From the 0 kGy sample results, 16 h prewetting appeared to be the most favorable; for both irradiated samples the highest sorptivity was achieved after 10 h of prewetting (
Figure 11). Considering the variance in the results, 10 h of prewetting would be acceptable for all samples. The most economical conditions of the separation process in this case would be the non-prewetted samples or prewetted for 1 h with 1 h Cu(II) contact. The data are illustrated in
Figure 12 and are designed in parallel to
Figure 7. However, comparing the results leads to different conclusions.
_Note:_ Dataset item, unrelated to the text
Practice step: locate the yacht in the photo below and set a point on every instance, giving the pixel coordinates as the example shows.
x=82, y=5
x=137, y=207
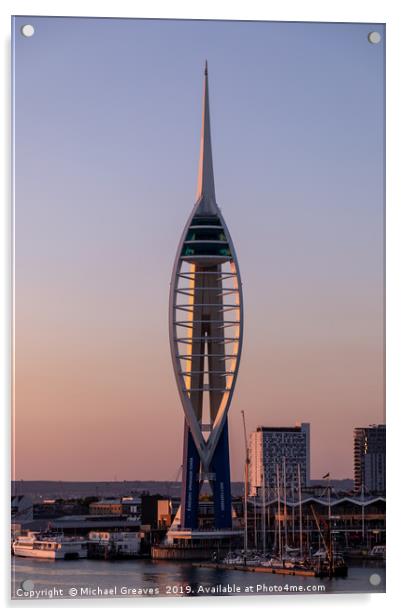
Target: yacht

While at a low Cu-solute concentration of 6 mM, 1 h prewetting proved to be beneficial for samples with a 1-h contact (
Figure 7), a higher solute concentration of 50 mM under the same conditions led to the opposite conclusion, namely that the prewetting is not significant as it reduces the sorptivity (
Figure 12). The sorptivity of the non-prewetted wool with a long contact time of 24 h provided relatively the same results as with 1 h of contact. This would correspond to the aforementioned hypothetical adsorption mechanism, in which the adsorbate cooperatively binds immediately to the surface of the adsorbent, saturating it and creating a barrier for further sorbate to enter despite longer contact times. Although there are pores in the matrix of the adsorbent (
Figure 2) and thus the conditions for physisorption, the solute cannot readily reach them. Even if, during prewetting, water first occupies the active sites, the sorbate will not displace it quantitatively, thus reducing the sorptivity of the wool for the given solute.
Thus, the sorption experiments with a Cu(II) solution with a higher concentration (50 mM) imply that, under such conditions, prewetting both natural and electron beam irradiated sheep wool does not significantly affect the sorption efficiency.